2 may. 2014

My Review: Modern Times (8/10)

"Buck up - never say die. We'll get along."

I can't think of a more fitting line than that final one from the Tramp to the Gamin to say farewell to silent films as they cheerfully walk towards the horizon. By 1936 everyone was watching talkies and they expected Modern Times to be Chaplin's first one considering his previous film, City Lights, had already incorporated some sound effects five years ago. Modern Times is considered one of Chaplin's finest movies and perhaps a lot of it has to do with the fact that it was his last silent film so it has the nostalgic factor going for it. The way Chaplin incorporates sound in Modern Times is pure genius because the only moments where we hear sound is when they come from mechanical devices, so in a way he blended the social critique of the Industrial age with his own critique of the use of sound in film. This mechanical monster that was taking over his industry was putting an end to the silent era which made him such a popular figure. Chaplin may have stated that his films aren't social critiques, but I don't think anyone managed to capture the human spirit during that era better than he did. During the first hour of this film which I earnestly enjoyed I couldn't quite understand why this film was considered superior to his other films which I enjoyed more. Up to that moment there wasn't really a scene that stood out for me like there had been in all his other features. Then suddenly when I was about to lose hope came the restaurant scene where the Tramp performs a song where we can't understand what he's saying, but through his gestures he makes himself perfectly understood. That was the scene that sold this movie for me and reminded me of Chaplin's genius. The ending in Modern Times is perhaps my favorite ending in all of Chaplin's films, although I still think I would rank City Lights as his best film. 

In his last silent film Charles Chaplin stars as the Tramp once again, and this time we find him working at an assembly line in a factory. The quick working pace and the mechanized movements he has to make slowly begin to affect him. He can't keep up with the pace in the assembly line and production is delayed because of him. During a lunch break he is chosen for experimentation with an automatic feeding machine that they want to sell to the president of the steel corporation. The machine goes haywire and the Tramp also begins to lose his sanity so he is sent to a mental hospital. Eventually he is released but after an unfortunate incident he is mistaken for a communist and imprisoned. In prison he becomes a hero by stopping several prisoners from breaking out of jail so he is released.

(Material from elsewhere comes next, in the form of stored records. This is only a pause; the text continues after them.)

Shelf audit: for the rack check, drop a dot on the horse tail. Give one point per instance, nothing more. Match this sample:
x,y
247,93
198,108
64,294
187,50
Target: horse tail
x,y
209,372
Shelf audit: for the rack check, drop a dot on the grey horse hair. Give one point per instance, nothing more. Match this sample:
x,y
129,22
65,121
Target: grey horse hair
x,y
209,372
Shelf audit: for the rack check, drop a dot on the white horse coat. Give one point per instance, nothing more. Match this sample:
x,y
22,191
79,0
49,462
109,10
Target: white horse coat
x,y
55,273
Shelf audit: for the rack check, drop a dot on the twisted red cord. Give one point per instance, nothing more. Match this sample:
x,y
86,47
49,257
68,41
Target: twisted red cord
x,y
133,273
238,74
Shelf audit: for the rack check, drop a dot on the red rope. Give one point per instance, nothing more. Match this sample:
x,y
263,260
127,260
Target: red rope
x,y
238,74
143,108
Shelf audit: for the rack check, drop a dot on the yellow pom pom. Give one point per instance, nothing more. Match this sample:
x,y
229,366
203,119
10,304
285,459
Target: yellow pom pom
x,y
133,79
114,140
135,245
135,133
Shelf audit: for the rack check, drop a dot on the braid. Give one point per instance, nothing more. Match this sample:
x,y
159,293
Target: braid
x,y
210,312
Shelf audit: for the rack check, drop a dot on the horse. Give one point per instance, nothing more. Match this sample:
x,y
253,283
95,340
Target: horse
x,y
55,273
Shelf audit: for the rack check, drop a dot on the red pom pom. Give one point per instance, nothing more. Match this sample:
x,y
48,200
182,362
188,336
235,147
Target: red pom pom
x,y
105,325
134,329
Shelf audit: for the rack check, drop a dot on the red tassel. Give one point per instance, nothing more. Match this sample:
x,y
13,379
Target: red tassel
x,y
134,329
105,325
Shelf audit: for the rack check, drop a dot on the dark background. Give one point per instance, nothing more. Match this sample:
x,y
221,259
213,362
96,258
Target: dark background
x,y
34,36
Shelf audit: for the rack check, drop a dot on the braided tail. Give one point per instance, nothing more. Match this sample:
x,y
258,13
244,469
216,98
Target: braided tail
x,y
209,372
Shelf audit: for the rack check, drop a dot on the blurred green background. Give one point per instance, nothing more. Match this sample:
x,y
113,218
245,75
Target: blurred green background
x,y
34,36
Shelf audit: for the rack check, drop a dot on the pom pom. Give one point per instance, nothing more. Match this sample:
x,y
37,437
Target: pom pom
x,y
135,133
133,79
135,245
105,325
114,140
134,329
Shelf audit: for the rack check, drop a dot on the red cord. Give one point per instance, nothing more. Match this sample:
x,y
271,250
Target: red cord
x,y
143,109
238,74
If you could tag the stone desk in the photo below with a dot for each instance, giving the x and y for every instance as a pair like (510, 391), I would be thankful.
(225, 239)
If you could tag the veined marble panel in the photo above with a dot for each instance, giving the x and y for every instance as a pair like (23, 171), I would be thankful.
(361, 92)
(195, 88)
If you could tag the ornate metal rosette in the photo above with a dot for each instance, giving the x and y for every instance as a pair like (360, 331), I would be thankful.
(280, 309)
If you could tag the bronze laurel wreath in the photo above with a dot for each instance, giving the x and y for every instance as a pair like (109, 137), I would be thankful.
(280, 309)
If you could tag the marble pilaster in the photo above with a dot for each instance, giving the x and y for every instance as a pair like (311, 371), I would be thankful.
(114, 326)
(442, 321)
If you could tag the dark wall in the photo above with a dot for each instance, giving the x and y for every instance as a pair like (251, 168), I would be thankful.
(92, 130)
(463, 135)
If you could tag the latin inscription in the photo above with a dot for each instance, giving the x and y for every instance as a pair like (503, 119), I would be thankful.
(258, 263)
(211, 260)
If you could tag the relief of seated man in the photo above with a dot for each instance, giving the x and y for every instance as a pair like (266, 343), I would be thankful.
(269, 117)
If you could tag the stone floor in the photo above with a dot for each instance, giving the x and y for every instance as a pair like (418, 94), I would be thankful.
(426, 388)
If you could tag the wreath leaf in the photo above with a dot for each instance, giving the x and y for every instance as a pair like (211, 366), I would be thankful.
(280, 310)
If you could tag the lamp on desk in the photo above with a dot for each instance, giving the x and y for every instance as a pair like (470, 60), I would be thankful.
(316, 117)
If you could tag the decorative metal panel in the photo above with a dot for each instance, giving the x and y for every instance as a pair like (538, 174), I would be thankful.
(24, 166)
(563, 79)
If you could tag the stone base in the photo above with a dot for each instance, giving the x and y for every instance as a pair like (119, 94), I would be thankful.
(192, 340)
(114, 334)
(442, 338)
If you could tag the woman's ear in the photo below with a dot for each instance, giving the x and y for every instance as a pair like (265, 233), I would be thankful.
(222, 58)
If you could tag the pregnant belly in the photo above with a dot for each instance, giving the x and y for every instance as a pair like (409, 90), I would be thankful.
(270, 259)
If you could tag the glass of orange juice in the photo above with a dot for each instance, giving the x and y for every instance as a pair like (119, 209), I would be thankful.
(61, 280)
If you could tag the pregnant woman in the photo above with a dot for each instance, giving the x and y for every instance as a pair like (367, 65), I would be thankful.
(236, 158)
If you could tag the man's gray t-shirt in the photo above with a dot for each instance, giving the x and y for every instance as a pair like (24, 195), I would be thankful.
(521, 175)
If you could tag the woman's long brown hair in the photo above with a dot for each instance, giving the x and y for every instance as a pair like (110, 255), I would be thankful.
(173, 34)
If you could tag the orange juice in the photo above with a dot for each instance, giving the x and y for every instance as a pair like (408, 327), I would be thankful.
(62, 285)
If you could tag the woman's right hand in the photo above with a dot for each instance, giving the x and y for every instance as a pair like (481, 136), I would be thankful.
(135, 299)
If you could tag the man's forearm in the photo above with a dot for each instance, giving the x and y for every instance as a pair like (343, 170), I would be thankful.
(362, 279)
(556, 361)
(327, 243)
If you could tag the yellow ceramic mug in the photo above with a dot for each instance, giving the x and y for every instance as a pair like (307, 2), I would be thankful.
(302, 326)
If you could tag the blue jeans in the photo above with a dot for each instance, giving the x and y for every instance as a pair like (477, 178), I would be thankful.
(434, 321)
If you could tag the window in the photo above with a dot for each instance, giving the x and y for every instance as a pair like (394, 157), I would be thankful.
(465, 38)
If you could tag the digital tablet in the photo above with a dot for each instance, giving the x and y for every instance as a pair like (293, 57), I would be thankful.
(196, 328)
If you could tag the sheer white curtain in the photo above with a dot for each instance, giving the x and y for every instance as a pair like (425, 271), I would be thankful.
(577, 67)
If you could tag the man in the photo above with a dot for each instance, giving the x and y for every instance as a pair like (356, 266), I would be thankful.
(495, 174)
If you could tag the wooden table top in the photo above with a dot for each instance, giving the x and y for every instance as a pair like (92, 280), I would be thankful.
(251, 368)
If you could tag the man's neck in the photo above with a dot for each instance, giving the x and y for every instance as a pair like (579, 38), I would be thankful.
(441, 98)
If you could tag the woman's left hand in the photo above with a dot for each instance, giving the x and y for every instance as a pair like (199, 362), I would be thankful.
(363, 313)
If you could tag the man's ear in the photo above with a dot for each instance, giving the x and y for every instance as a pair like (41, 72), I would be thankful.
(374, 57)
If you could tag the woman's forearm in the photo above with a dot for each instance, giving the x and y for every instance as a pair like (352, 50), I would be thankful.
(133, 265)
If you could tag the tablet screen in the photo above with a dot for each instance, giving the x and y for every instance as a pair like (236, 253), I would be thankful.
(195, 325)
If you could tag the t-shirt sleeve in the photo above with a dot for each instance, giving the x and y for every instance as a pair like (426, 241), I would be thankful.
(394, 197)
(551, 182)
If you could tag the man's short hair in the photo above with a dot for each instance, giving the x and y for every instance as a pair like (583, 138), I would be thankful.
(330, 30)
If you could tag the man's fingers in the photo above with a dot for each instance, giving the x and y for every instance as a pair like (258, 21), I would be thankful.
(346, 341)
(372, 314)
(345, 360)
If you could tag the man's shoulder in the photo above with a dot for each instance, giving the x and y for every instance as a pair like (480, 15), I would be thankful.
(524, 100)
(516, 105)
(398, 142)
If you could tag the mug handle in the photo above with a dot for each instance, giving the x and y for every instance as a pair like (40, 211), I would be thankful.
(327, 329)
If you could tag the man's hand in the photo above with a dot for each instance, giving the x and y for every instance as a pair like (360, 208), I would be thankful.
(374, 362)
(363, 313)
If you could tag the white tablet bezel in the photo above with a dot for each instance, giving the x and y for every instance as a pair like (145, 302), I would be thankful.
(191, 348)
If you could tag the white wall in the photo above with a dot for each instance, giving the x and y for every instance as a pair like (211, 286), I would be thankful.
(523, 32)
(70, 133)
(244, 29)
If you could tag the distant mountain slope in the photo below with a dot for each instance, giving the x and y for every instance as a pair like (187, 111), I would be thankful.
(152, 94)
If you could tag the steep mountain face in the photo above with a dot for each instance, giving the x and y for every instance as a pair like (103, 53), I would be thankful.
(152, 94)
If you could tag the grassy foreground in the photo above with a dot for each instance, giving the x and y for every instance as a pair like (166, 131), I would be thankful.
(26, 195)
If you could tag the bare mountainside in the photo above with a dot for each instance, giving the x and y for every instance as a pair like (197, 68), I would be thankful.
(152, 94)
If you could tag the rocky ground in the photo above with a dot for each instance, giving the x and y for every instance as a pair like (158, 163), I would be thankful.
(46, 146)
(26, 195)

Unemployed and unable to find a job all he wants is to go back to prison, but when he meets a Gamin (Paulette Goddard) and falls in love with her, he makes it his goal to find a job and buy a house where the two can live happily ever after, but in these modern times it won't be an easy task.

Charlie Chaplin and Paulette Goddard have excellent chemistry together although the film is a little too sentimental at times. In Modern Times, Chaplin manages to once again balance pathos with slapstick, but I found some of the scenarios to be a little too similar to his other films so I felt it was getting a bit repetitive. However, what Chaplin does really well here is include the social elements of the time and use it to his advantage by focusing on the struggle the people had adapting to the modern industrial age. He does this by using satire through his brilliant physical comedy. In an era of dehumanization, Chaplin humanizes Modern Times with a sweet and tender story reminding everyone that the obstacles can be overcome. With every new problem that the Tramp has to face somehow he always finds a way to remain hopeful and rise to the occasion. That is perhaps why his comedies still remain timeless and continues to touch the hearts of those who encounter Chaplin for the first time. They will also understand that dialogue was not always necessary to tell a story, and the best to do so was Chaplin with his unique energy and brilliance.